テルミドール(Thermidor)とは、革命時制定された革命暦(後にナポレオンにより廃止される)の熱月を意味する。この事件をもってフランス革命の終焉とする説もある。事実的には、市民革命の終わりと言えるだろう。
目次 |
[編集] 背景
ジャコバン派が1793年から94年にかけてフランス内外の戦乱を収拾した後、国民は恐怖政治に嫌気が差すようになっていた。94年春にエベール派とダントン派が粛清されると、ジャコバン派の一部は国民公会の中間派と密に協力してロベスピエールを打倒しようとした。また、恐怖政治の先鋒としてパリ以上に行き過ぎた弾圧を行っていた地方派遣議員(ジョゼフ・フーシェ、ジャン=ランベール・タリアンら)は、ロベスピエールの追及を恐れて先制攻撃を画策していた。
一方、恐怖政治の中心だった公安委員会も、ロベスピエール派(ロベスピエール、サン・ジュスト、クートン)と穏健派(ラザール・カルノーなど)に分裂していた。
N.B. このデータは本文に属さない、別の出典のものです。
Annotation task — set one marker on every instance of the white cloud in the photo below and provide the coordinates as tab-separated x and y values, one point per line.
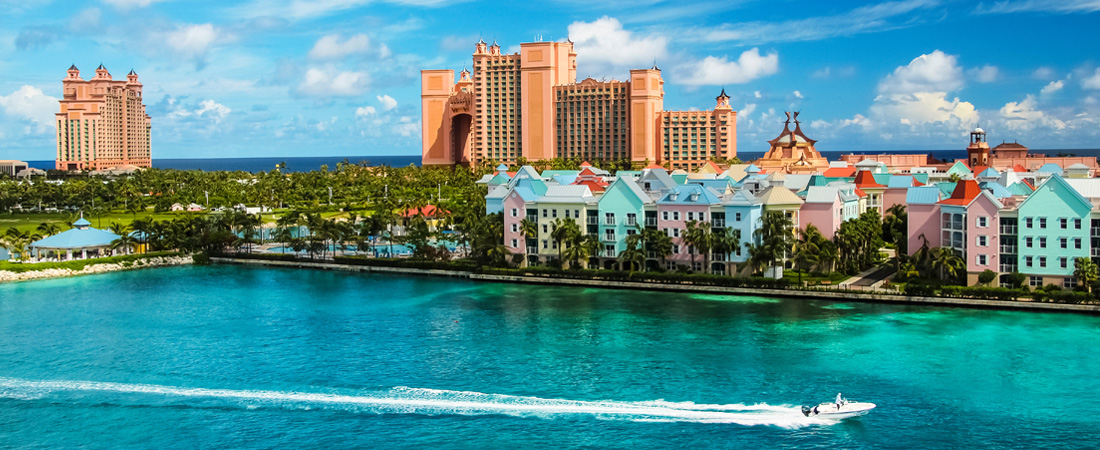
213	110
932	73
605	47
922	108
714	70
363	112
1059	7
31	105
1053	87
868	19
1025	116
125	4
1092	81
331	47
985	74
328	81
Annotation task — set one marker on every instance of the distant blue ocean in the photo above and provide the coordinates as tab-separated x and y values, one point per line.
314	163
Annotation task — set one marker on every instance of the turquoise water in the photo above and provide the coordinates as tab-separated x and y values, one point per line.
226	357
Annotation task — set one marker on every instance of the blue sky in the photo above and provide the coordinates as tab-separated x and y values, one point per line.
340	77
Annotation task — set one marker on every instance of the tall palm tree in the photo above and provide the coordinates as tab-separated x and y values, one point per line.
1086	272
528	229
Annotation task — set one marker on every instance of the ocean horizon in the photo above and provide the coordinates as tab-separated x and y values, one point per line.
314	163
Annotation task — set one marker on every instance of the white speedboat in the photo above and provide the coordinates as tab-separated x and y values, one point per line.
839	409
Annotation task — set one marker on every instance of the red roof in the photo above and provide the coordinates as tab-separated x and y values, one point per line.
593	185
965	193
839	172
426	211
866	179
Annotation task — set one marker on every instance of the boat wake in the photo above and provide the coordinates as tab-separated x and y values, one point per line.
408	401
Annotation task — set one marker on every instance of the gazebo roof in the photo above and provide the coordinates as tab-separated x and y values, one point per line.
77	238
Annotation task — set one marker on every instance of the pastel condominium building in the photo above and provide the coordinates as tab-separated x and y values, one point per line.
1032	222
102	123
529	105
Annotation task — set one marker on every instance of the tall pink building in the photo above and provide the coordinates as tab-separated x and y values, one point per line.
528	105
102	123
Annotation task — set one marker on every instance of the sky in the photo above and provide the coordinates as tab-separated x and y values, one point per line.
341	77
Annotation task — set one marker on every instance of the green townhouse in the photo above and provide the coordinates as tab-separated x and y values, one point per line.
1052	227
622	211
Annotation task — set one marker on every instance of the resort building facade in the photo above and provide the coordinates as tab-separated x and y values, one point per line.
529	106
102	123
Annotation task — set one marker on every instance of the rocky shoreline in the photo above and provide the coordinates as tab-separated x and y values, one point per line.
7	276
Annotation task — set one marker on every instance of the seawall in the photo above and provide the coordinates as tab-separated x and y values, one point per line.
826	295
8	276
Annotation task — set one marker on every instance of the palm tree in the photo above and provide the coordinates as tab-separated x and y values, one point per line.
1086	272
125	241
633	254
528	229
48	229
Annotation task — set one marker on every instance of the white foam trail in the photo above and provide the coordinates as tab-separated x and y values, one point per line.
435	402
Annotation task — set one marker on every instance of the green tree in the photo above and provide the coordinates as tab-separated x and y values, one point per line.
1085	270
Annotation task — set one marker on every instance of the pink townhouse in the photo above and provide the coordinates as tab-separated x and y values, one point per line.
969	226
922	204
679	206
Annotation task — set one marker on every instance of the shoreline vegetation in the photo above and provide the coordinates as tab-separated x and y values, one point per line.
21	272
438	217
977	296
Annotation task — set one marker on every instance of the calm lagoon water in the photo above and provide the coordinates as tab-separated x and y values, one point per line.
226	357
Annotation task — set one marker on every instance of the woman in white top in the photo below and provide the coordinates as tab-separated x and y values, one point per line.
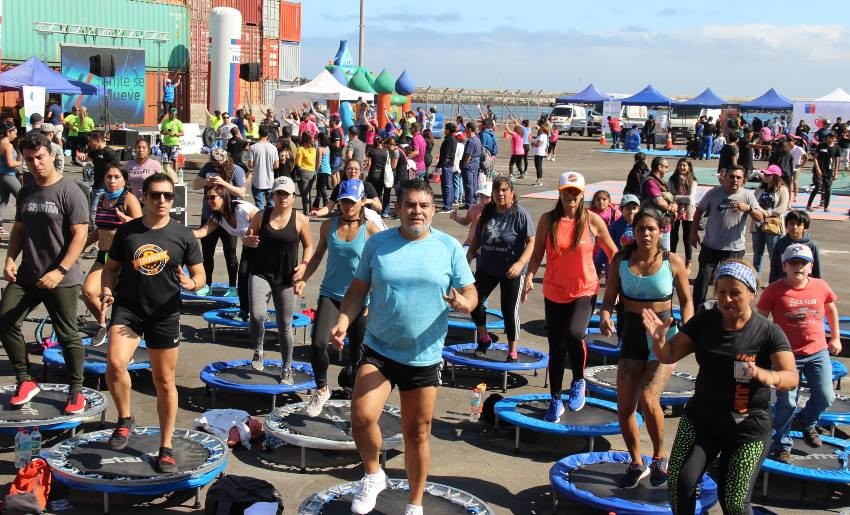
234	216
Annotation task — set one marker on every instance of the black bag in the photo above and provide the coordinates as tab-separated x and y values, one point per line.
232	495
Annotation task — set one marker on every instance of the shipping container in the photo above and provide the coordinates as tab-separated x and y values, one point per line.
271	19
271	58
20	42
252	10
289	61
290	21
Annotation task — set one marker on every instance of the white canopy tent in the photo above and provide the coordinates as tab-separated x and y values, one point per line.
323	87
827	107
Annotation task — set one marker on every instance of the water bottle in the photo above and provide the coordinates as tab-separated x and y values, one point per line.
35	439
475	402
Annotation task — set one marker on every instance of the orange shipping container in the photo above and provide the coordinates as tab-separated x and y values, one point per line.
271	56
290	21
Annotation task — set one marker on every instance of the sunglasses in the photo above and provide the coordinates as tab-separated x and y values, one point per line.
167	195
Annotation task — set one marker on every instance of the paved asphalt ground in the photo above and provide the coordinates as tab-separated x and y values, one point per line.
466	455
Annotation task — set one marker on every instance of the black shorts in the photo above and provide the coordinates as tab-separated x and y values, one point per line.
406	377
159	332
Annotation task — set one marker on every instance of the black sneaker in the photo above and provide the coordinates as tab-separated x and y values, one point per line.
633	476
121	433
812	437
165	463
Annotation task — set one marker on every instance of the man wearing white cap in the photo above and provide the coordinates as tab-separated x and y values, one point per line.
798	304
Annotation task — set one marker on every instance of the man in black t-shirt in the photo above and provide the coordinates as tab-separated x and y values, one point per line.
142	281
823	172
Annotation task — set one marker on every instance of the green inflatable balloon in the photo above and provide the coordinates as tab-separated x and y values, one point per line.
385	83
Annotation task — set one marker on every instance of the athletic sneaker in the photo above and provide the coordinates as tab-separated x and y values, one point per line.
165	463
366	494
121	433
317	402
76	403
812	437
632	476
100	336
658	471
556	409
257	360
24	393
577	395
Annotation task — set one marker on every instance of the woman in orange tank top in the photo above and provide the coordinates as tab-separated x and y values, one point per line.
567	235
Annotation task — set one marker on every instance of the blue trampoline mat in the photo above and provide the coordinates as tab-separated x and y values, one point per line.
591	479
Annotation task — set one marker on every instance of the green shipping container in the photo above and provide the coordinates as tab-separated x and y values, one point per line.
20	41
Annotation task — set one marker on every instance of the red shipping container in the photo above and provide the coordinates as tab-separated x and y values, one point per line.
252	10
290	21
271	57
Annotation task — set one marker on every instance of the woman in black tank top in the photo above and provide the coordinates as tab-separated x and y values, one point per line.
276	233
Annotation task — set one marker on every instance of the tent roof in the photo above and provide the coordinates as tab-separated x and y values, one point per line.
589	95
324	86
770	100
35	73
705	99
839	95
648	96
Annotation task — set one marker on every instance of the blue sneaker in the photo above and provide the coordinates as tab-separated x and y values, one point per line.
577	395
556	409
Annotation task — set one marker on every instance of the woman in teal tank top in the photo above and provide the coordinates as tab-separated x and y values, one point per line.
343	238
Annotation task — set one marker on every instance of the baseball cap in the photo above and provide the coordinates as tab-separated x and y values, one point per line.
283	183
797	251
571	180
629	199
それに嫌気が差したのか、ロベスピエールは6月半ばから7月26日まで、公の席にほとんど姿を見せなかった。その間にも反対派の陰謀は進行していた。
[編集] テルミドールの演説
7月26日(テルミドール8日)、国民公会でロベスピエールは、「粛清されなければならない議員がいる」と演説をした。議員達はその名前を言うように要求したが、ロベスピエールは拒否。攻撃の対象が誰なのかわからない以上、全ての議員が震えあがった。反対派たちの結束はこれで決定的なものとなった。
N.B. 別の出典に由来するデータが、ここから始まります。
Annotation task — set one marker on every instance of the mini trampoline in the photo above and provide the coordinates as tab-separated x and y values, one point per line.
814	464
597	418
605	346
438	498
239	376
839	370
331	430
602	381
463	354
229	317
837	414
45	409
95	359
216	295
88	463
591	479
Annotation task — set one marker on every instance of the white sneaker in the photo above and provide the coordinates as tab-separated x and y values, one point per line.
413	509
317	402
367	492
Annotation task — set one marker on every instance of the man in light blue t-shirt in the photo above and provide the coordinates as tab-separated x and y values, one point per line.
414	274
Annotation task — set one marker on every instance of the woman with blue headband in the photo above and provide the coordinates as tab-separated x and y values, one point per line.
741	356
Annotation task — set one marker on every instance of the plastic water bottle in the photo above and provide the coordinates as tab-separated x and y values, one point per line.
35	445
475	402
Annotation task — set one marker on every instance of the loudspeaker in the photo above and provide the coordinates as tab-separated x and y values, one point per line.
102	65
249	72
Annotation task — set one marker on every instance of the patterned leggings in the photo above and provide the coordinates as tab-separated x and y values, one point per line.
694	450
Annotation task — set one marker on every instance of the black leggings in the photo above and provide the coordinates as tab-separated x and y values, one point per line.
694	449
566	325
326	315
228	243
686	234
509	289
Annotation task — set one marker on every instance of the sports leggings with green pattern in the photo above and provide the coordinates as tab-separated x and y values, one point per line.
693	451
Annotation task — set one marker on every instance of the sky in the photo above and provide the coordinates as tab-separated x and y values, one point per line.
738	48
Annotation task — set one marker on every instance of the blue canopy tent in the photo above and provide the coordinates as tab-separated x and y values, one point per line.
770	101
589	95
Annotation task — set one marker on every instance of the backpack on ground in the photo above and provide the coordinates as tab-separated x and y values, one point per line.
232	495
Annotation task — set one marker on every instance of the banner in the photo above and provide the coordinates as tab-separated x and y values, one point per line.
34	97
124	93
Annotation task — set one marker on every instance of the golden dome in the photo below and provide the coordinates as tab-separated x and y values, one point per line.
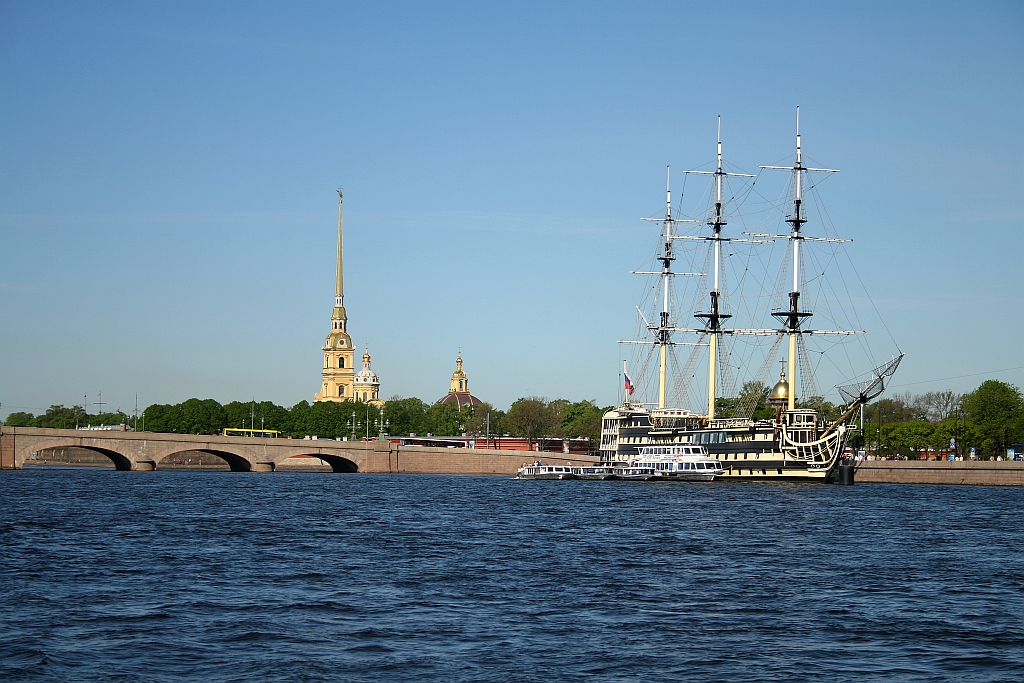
781	389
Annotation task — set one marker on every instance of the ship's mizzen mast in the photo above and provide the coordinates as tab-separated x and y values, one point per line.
714	316
663	331
667	259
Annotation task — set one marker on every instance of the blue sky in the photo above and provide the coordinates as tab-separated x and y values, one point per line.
167	177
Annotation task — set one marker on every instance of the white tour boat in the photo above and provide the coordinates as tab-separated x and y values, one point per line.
671	463
540	471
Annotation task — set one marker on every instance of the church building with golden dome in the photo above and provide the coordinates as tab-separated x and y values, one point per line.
341	382
459	392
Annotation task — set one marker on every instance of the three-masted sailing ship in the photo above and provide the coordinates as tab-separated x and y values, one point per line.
799	442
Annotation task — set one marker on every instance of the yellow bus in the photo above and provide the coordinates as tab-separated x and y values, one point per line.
262	433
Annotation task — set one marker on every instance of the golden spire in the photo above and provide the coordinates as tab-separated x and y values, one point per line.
339	288
460	383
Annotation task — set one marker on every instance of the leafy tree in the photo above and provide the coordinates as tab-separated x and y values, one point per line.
826	410
19	420
995	413
582	419
907	438
406	416
479	424
59	417
893	409
262	415
936	406
529	418
333	420
448	419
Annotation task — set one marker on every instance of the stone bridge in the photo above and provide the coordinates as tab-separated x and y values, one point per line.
145	452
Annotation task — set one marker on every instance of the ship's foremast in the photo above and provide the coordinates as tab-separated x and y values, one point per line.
793	317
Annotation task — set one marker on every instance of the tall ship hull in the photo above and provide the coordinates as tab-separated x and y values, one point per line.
762	434
796	449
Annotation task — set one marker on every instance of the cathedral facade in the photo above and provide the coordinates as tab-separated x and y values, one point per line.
341	382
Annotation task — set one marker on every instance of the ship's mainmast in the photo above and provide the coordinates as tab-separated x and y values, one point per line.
714	316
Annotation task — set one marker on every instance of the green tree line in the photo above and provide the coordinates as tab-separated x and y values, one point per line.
988	419
529	418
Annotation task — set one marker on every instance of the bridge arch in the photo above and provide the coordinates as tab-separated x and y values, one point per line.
121	462
235	461
338	463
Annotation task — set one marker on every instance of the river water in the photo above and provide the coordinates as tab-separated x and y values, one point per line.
294	577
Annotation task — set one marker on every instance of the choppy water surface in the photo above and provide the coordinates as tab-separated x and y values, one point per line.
225	577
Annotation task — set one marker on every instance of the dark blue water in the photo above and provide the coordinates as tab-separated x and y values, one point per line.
222	577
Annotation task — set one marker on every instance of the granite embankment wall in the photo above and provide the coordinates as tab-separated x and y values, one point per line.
980	473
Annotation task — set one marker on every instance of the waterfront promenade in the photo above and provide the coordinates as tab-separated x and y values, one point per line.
150	451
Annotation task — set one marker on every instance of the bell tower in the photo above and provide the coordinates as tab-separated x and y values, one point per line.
338	352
その晩、ロベスピエールはジャコバン・クラブで演説し、「諸君がいま聞いた演説は私の最後の遺言である」と発言した。彼は翌日の悲劇を予感していたのかもしれない。
[編集] テルミドール9日の始まり
翌7月27日(テルミドール9日)午前11時、ロベスピエールらは国民公会に臨んだ。しかし、議長のジャン=マリー・コロー・デルボワ(公安委員会のメンバー)やタリアンらはロベスピエールらの発言を阻止。
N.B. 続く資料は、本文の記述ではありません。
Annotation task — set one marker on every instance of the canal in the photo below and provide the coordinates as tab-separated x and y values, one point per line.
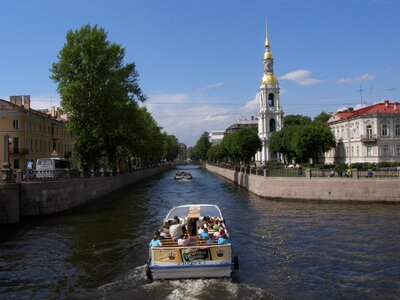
287	250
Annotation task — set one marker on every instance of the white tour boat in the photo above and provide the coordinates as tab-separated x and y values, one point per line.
183	176
195	257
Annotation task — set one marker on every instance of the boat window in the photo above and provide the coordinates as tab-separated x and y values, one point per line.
181	212
211	211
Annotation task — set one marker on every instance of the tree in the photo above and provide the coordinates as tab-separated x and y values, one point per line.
313	139
96	88
171	147
201	147
293	120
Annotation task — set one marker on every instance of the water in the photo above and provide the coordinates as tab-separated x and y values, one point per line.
287	250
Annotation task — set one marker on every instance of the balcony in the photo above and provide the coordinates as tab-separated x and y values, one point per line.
370	138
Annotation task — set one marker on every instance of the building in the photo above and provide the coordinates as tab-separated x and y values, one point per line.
215	137
253	122
32	133
270	114
369	134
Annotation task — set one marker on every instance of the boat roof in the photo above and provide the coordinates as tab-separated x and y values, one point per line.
194	211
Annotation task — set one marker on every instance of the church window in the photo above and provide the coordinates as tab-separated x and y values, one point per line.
272	126
271	99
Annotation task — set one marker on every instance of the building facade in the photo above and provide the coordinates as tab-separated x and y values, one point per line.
32	133
370	134
270	117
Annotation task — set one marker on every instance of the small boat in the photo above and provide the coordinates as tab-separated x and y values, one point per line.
183	176
197	257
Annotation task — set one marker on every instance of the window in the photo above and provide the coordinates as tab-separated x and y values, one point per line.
272	126
369	130
271	99
16	145
397	130
16	163
384	130
385	150
369	150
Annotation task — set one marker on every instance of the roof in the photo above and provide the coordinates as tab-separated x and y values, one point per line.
382	108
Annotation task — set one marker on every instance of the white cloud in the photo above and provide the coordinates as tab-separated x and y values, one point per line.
302	77
357	79
168	99
187	120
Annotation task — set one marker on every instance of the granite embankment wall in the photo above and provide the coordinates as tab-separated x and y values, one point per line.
35	198
323	189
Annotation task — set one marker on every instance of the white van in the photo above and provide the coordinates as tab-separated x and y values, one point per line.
53	167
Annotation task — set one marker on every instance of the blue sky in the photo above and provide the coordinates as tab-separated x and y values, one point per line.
200	62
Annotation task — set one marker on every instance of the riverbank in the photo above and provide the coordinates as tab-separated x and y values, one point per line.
366	190
37	198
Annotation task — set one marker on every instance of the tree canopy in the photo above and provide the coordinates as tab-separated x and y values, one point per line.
239	146
301	138
100	94
202	145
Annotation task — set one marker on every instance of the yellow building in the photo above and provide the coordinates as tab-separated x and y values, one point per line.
32	133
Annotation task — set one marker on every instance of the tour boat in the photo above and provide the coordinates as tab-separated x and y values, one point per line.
197	257
183	176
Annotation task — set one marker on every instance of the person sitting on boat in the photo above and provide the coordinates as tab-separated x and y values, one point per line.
223	239
204	234
175	230
211	239
155	242
184	241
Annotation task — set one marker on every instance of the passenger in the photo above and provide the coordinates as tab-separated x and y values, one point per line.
175	230
223	239
204	234
184	241
155	242
219	232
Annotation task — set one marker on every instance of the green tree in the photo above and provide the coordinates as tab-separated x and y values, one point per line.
96	88
171	147
201	147
322	118
312	140
293	120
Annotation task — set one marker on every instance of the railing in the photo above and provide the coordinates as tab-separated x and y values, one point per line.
33	175
313	173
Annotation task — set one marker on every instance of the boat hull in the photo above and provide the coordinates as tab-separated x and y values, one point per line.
209	271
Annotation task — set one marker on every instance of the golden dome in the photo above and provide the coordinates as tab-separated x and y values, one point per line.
267	54
269	78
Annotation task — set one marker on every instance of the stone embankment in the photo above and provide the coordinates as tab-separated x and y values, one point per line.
36	198
367	190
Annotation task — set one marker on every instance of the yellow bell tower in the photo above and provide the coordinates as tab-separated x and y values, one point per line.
270	113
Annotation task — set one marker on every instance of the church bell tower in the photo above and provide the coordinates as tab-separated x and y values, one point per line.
270	116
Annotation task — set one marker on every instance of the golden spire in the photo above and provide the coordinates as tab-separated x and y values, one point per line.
266	35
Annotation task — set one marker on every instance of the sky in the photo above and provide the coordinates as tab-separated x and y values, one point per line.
200	62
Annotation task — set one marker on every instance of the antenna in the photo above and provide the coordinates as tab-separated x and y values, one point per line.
392	89
361	90
370	87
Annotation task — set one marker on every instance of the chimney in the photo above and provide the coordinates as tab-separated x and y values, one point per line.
27	102
53	112
17	100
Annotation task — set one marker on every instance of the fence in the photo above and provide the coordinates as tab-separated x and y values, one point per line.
309	173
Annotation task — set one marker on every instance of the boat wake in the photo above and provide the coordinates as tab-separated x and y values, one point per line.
135	285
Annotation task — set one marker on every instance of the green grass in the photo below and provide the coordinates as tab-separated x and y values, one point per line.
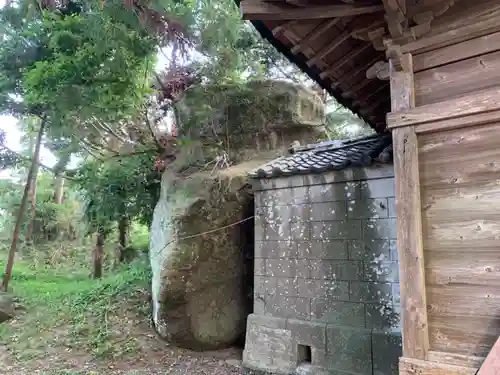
64	309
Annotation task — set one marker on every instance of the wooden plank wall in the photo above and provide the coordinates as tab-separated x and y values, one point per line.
460	194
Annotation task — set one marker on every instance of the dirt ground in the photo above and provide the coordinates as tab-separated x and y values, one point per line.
153	357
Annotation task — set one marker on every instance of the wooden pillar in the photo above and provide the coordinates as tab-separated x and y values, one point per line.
409	222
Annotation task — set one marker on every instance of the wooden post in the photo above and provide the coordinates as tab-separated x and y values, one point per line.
409	216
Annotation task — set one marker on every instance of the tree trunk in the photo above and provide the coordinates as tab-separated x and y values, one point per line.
32	200
15	235
58	189
98	254
123	226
場内から「暴君を倒せ」と野次が上がる中、タリアンはロベスピエール派の逮捕を要求し、午後3時、ロベスピエール、クートン、サン・ジュスト、ルバ、オーギュスタン・ロベスピエール(ロベスピエールの弟)らを逮捕する決議が通過した。
[編集] ジャコバン派の最後
その後、パリ市のコミューンが蜂起し、その隙にロベスピエールらはパリ市庁舎に逃げ込む。市庁舎にはロベスピエールを守るべく司令官フランソワ・アンリオ(泥酔していたと言われる)率いる200人の国民衛兵と3500人の群集が集結してきたが、独裁者と呼ばれたくないロベスピエールに彼らの先頭に立つ気はなかった。この間に、国民公会では、議員達がロベスピエールらコミューンに従うものを法の外に置くことを決定した。深夜になって国民衛兵は引き上げ、ポール・バラス率いる国民公会の派遣軍はあっさり市庁舎を占領。ルバはピストル自殺し、ロベスピエールは、19歳の少年兵(後のフランス軍准将シャルル・アンドレ・メルダ)に顎を打ち砕かれて仲間と共に逮捕された。
翌7月28日、革命裁判所はロベスピエールらに死刑判決を下した。午後6時、ロベスピエールら22人は革命広場でギロチンにより処刑された。翌日には70人のコミューンのメンバーが処刑され、その翌日には12人が同じ罪状で処刑された。